Since 5-dollar bills are required for every change-making operation, preserving them cannot make future transactions worse.
This is a small but clean greedy exchange argument.
Complexity
Single scan:
O(n)
Space:
O(1)
Lessons from the Case Studies
These examples use different surface structures:
| Case Study | Greedy Pattern |
|---|---|
| Meeting rooms | Min-heap resource reuse |
| Reorganize string | Max-heap frequency control |
| Truck loading | Sort by value density |
| Train platforms | Sweep-line active count |
| Lemonade change | Preserve flexible resource |
The common design method remains the same:
Identify the scarce resource.
Choose the action that preserves future feasibility.
Use the simplest structure that supports the choice.

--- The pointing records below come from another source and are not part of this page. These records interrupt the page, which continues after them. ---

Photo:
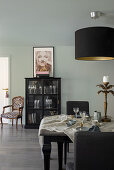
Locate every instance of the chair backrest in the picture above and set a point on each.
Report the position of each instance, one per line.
(94, 151)
(83, 106)
(17, 102)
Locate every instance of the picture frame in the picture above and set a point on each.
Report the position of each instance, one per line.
(43, 61)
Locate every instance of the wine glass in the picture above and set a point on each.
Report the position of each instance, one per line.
(76, 110)
(83, 114)
(50, 102)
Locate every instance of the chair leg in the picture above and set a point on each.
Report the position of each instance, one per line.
(12, 122)
(21, 122)
(16, 123)
(1, 122)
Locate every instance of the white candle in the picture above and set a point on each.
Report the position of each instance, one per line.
(105, 79)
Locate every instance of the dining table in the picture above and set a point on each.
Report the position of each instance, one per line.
(61, 129)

Prove that no better solution is excluded.
Takeaway
Greedy case studies show that implementation details vary, but the reasoning pattern is stable. Meeting rooms reuse the earliest available resource; string reorganization reduces the most constrained character counts; truck loading prioritizes the most valuable unit capacity; platform allocation tracks maximum simultaneous demand; lemonade change preserves the most flexible bills. Each algorithm succeeds because its local decision preserves or improves the future state without excluding an optimal solution.